Last edited: 14 January 2018 23:22:36
14 Jan 2018 22:46
There are many shrubs that respond well to pleaching/shaping to the way you want. Both Hornbeam and Beech hold their leaves well in the winter time so are classic candidates for the job you want. I like Cotoneaster Lacteus and Franchetii, and think they'll do a great job of what you need. Formal shaping or loose form, but they all need pruning and shaping carefully. Cotoneaster Cornubia is probably more graceful in a tree form if you have the space.
14 Jan 2018 22:24
A sunken pot could be an idea if you want to try to restrict the roots and slow down the growth. If you want to keep them bushy and act as a screen, then you should prune them down often to keep the foliage in juvenile form. If not, you will just have thin rods with minimal foliage low down because the plant wants to be a tree. Looking at your photo, the garden fence looks quite low, so I think, re-pot into a larger size pot and sink the pot into the soil.

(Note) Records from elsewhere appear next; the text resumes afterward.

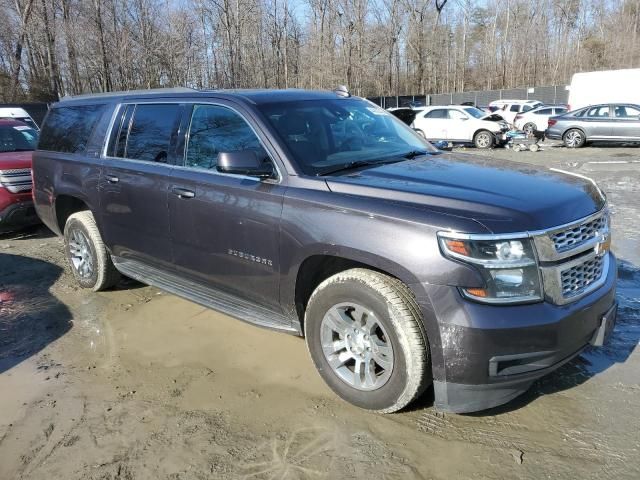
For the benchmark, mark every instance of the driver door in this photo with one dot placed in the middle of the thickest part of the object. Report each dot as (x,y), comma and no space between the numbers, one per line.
(225,228)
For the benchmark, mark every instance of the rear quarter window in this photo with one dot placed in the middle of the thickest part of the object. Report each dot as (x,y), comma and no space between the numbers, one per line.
(68,129)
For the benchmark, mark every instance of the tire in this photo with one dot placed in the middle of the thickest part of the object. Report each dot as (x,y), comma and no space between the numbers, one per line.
(88,258)
(529,128)
(384,325)
(574,138)
(483,139)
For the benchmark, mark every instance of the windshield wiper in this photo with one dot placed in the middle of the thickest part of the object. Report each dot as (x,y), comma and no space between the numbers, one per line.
(418,153)
(353,165)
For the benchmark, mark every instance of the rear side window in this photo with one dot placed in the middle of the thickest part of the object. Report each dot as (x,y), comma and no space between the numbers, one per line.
(216,129)
(68,129)
(150,131)
(438,113)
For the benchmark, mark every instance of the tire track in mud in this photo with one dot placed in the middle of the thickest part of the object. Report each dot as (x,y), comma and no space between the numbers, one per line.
(570,444)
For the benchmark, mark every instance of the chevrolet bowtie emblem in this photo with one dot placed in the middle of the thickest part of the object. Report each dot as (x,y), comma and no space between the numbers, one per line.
(603,245)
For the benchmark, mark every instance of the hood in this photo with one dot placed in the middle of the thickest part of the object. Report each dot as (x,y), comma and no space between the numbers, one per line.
(493,117)
(11,160)
(502,195)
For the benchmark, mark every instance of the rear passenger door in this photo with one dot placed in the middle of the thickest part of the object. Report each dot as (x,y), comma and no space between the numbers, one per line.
(225,228)
(135,182)
(598,122)
(626,122)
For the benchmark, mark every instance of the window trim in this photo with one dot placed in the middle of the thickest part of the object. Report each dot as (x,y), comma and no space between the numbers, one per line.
(181,156)
(89,136)
(178,157)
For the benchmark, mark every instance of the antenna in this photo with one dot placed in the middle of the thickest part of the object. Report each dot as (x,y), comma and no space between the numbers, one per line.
(342,91)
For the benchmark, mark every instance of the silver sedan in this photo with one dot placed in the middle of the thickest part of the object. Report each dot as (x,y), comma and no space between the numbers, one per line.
(603,123)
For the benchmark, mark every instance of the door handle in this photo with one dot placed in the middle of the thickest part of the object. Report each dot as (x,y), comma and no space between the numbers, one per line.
(183,192)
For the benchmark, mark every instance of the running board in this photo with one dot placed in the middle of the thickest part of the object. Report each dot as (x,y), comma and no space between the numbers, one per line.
(207,297)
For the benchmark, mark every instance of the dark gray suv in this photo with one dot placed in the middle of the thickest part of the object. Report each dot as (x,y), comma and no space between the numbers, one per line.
(322,215)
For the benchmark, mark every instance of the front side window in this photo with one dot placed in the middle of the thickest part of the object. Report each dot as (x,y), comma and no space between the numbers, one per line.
(438,113)
(325,134)
(17,138)
(598,112)
(152,126)
(216,129)
(457,115)
(67,129)
(626,111)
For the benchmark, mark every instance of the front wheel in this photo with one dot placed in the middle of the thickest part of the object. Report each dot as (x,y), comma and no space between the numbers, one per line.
(87,255)
(483,139)
(529,128)
(365,335)
(574,138)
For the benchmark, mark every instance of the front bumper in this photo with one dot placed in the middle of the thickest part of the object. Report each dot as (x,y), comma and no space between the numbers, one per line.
(485,355)
(18,215)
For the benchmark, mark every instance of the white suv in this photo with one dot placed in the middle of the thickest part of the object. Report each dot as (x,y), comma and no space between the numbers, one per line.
(460,124)
(508,109)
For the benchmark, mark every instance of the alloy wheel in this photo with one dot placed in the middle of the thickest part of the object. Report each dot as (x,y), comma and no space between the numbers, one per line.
(356,346)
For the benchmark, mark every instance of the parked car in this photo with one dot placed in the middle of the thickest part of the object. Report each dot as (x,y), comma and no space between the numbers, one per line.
(20,114)
(325,216)
(459,124)
(508,109)
(603,123)
(611,86)
(17,143)
(536,121)
(406,114)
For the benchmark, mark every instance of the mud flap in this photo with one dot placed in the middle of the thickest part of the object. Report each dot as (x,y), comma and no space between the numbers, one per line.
(603,332)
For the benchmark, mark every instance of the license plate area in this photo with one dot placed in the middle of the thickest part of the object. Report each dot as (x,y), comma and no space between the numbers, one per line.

Last edited: 14 January 2018 22:26:33
13 Jan 2018 12:00
Any chance you could post a photo of this? Doesn't sound like any issue other than a push for growth in warmer temperatures and sometimes leaves are not green until they mature more. Brown tips can sometimes indicate cold drying winds affecting young shoots, but again, all part of growing conditions.
Last edited: 13 January 2018 12:01:10
13 Jan 2018 11:47
Laguna343, I can see another bud to the right side. In my opinion, that is not too far down. You have another 2 buds after that. I don't think it is worth risking to keep a tear like that. It's a young tree, so less likely to fend for itself should there be a fungal infection. As you said, using a very sharp smooth edge knife, make a fast clean cut at a slant if you can't wait for repairing your secatuers.
13 Jan 2018 11:35
For many of them too early. I'm sowing cornflower around the first week in March and I'm based in the south. You can try Lychnis Coronaria now but I think it's best to keep them with cool steady temperatures, so if the greenhouse gets too warm, move them outside to a warm wall to keep the surroundings consistent with minimal fluctuation of temperatures.
Last edited: 13 January 2018 11:36:14
11 Jan 2018 18:30
Beautiful photos in winter already. On your raised flatter ground, you might want to form a wind break hedge on the upper parts. These areas, once protected will allow you to plant more sheltered plants. That could be a working kitchen garden, a herb garden, or even a formal knot garden. It's all a matter of how much time you have or are willing to give and how you will use it. You aleady have nice contours with soft undulations which allows for long sweeping borders for mixed planting with shrubs and smaller trees.
On a scale like that you either have to approach it bit by bit or start by mapping out the more permanent structures like trees and shrubs, then perennials and annuals another year. You can afford to theme your areas if you are really into gardening already. Example, grass borders, cutting garden, wild garden, orchards etc. Lucky you....
Last edited: 11 January 2018 18:32:10
11 Jan 2018 18:15
What is the orientation on that border? I think you need to be more generous on that border and dig into your lawn by another 2 feet. This allows you more space to grow some shrubs but also, increase the height on your side of the fence with some kind of lattice that allows you to grow climbers upwards. If you have a west facing or south facing wall there, try Solanum Crispum Glasnevin. Fairly fast growing and arching/lax habit that is semi evergreen in protected sites and plenty of colour in the summer months. Can be wall trained to cover vast areas. If you have a north or east wall, I recommend Pileostegia Viburnoides. Very easy to control and is self clinging.